2. Tagung der VI. Generalsynode der VELK in der DDR
27. Juni 1986
Information Nr. 300/86 über die 2. Tagung der IV. Generalsynode der Vereinigten Evangelisch-Lutherischen Kirche (VELK) in der DDR
Im Zeitraum vom 12. bis 15. Juni 1986 fand in Schwerin die 2. Tagung der IV. Generalsynode der Vereinigten Evangelisch-Lutherischen Kirche in der DDR statt, an der mit Ausnahme von Bischof Leich1 die zwei anderen Bischöfe sowie alle gewählten und berufenen Synodalen teilnahmen.

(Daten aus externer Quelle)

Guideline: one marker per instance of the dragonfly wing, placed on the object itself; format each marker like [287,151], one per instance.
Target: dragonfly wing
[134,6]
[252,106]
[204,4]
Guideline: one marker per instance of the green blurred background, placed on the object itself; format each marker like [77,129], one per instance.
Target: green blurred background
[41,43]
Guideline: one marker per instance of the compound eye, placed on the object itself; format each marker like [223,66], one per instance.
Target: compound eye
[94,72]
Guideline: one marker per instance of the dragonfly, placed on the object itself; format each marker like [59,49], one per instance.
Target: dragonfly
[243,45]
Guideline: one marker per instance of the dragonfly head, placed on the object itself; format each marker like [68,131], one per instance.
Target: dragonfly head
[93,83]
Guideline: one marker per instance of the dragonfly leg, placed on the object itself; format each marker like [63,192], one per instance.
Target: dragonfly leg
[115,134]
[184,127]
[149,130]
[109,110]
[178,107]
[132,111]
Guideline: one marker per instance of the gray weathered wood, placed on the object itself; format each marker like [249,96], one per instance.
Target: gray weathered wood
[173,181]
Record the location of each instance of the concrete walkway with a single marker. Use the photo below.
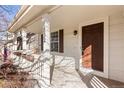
(65, 76)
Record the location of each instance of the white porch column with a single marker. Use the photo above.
(46, 48)
(24, 39)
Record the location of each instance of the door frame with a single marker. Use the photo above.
(106, 44)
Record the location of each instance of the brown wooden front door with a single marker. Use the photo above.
(92, 46)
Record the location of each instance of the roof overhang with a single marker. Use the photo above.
(27, 15)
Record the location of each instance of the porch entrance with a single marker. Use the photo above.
(92, 46)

Als ausländische ökumenische Gäste wurden begrüßt: Pfarrer Roga/UdSSR,2 Evangelisch-Lutherische Kirche in Litauen, Oberkirchenrat Schmale/BRD,3 Lutherisches Kirchenamt der »VELKD« (BRD), Rektor a. D. Dräger/BRD,4 Vizepräsident der Generalsynode der »VELKD« (BRD), Dekan Mietz/Italien,5 Evangelisch-Lutherische Kirche in Italien, Pastorin Reuss/Österreich,6 zurzeit Halle/DDR, Evangelische Kirche Augsburgischen Bekenntnisses in Österreich, Referent Kunkel/Brasilien,7 Vertreter des Lutherischen Weltbundes (LWB)/Genf.
Bei der Synodaltagung waren zeitweilig die westlichen Korrespondenten Röder/epd,8 Jennerjahn/dpa,9 Heber/ARD-Hörfunk10 und Funk/ZDF11 mit Aufnahmeteam anwesend.

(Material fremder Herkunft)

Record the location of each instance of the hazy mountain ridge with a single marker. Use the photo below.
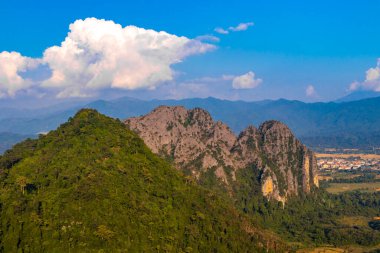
(346, 124)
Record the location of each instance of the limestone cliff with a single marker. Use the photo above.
(197, 145)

Mit Ausnahme des Beitrages von Hans-Rolf Dräger/BRD trugen die Grußworte der anderen ökumenischen Gäste theologischen Charakter. Dräger verwies unter Bezugnahme auf die Friedensverantwortung der Kirchen in der DDR und in der BRD auf die Notwendigkeit, sich dafür einzusetzen, dass von deutschem Boden nie mehr Krieg, sondern Frieden ausgehe.
Sein Gesamtverhalten war von Versuchen gekennzeichnet, die VELK in der DDR auf die Linie der »Vereinigten Evangelisch-Lutherischen Kirche in Deutschland« festzulegen.

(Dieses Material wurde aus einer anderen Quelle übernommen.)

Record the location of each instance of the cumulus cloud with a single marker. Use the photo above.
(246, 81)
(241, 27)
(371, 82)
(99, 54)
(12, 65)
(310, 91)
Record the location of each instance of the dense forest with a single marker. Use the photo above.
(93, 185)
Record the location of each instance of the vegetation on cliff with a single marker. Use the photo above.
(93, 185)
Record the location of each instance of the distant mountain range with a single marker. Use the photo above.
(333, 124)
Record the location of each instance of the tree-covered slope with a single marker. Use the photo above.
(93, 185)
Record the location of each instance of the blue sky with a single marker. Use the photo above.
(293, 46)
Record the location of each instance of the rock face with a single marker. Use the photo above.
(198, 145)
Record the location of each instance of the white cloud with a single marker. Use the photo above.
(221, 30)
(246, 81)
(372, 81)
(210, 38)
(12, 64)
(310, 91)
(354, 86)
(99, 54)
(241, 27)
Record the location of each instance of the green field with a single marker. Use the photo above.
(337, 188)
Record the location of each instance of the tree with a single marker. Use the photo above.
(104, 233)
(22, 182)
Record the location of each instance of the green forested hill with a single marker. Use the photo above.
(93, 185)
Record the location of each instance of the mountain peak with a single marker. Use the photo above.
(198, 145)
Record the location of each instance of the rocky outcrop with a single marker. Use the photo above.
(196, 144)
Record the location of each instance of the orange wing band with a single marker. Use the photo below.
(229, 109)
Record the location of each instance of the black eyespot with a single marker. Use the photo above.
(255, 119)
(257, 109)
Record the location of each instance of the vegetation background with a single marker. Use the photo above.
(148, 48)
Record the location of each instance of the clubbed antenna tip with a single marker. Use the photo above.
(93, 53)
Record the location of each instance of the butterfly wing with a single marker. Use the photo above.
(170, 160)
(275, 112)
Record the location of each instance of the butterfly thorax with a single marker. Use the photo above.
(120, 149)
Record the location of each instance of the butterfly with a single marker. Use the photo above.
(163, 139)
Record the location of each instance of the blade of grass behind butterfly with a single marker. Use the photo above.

Im Mittelpunkt der Synodaltagung stand die Behandlung innerkirchlicher Fragen. Die langwierige Erörterung insbesondere solcher Probleme, wie die Übertragung der Aufgaben der VELK an den Bund der Evangelischen Kirchen (BEK) in der DDR sowie des Fortbestandes bzw. der Auflösung der VELK in der DDR und der Kompromisscharakter dazu getroffener Festlegungen, widerspiegeln die krisenhafte Situation der drei Evangelisch-Lutherischen Gliedkirchen der VELK in der DDR, vor allem bezogen auf ihre künftige Struktur sowie eine gewisse Ausweglosigkeit hinsichtlich der Lösung anstehender aktueller innerkirchlicher Probleme.12
Im Unterschied zu vorangegangenen Synodaltagungen enthielt der Bericht des amtierenden leitenden Bischofs, Stier/Schwerin,13 auf der diesjährigen Generalsynode keine Aussagen zu den Grundfragen unserer Zeit. Obwohl die Synodalmaterialien Ansatzpunkte für politisch realistische Aussagen in der Diskussion zur Verantwortung der Christen im Kampf um die Erhaltung des Friedens boten, fand dies keine Beachtung.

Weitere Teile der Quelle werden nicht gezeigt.